What Happens During the Anagen Phase of Hair Growth?

During this phase, the hair grows about one centimeter, or about half of an inch, every 28 days. Scalp hair stays in this active phase of growth for two to six years. If you didn't trim your hair, it would grow to a full length of 18 to 30 inches.

The amount of time the hair follicle stays in the anagen phase is genetically determined. Some people have longer anagen phases and can grow hair very long, while others will never see their hair get much longer than a foot and a half.
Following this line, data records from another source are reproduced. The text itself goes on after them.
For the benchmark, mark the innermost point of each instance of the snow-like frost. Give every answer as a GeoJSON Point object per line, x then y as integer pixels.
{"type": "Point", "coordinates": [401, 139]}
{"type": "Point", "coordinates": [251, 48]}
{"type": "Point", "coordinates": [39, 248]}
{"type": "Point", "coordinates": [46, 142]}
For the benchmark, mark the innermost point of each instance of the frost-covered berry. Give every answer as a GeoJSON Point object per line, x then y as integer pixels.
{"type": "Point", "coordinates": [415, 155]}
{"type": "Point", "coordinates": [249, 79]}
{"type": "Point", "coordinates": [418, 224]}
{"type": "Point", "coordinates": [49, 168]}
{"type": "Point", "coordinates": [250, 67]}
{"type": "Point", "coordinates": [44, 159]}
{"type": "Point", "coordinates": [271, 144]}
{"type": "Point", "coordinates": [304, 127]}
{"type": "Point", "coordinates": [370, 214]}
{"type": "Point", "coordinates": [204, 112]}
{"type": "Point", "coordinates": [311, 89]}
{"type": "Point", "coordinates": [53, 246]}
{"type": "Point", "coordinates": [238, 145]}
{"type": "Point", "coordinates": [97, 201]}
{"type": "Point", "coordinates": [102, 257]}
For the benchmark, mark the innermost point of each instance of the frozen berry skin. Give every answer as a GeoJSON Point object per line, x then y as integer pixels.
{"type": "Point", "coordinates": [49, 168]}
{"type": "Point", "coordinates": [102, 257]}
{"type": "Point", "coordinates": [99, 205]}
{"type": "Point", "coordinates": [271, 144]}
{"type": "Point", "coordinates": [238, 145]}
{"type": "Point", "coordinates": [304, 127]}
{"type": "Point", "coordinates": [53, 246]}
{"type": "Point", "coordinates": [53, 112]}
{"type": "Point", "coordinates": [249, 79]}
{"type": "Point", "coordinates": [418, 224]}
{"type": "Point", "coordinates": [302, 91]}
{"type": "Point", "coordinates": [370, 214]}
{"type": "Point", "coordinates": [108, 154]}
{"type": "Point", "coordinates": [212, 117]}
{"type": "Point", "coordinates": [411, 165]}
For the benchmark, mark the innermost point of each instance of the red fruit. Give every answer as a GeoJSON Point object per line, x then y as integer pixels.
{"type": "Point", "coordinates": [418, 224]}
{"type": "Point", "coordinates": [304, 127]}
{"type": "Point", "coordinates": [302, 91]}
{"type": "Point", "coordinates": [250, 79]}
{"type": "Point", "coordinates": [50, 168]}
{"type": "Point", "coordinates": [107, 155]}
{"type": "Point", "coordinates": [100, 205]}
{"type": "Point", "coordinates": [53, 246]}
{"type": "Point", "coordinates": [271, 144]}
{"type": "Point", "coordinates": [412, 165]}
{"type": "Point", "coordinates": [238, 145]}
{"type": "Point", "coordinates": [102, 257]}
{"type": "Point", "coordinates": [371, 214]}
At the end of the anagen phase, an unknown signal causes the follicle to go into the catagen phase.

At any time, about 80-90% of the hairs on your head are in anagen phase

From the Anagen Phase to the Catagen Phase

The catagen phase is a short transition stage that occurs at the end of the anagen phase. It signals the end of the active growth of a hair. The hair detaches from its blood supply during the catagen phase. This phase lasts for about 2-3 weeks while a club hair is formed. 

  • Pronunciation: KAT-uh-jin

Telogen Phase - Dormant Phase Before the Anagen Phase

After the short catagen phase, the hair is released and the hair follicle rests for three months. The club hair falls out.

Typically, you lose 50 to 100 hairs per day. After three months, the follicle goes back into anagen phase and begins to grow a new hair.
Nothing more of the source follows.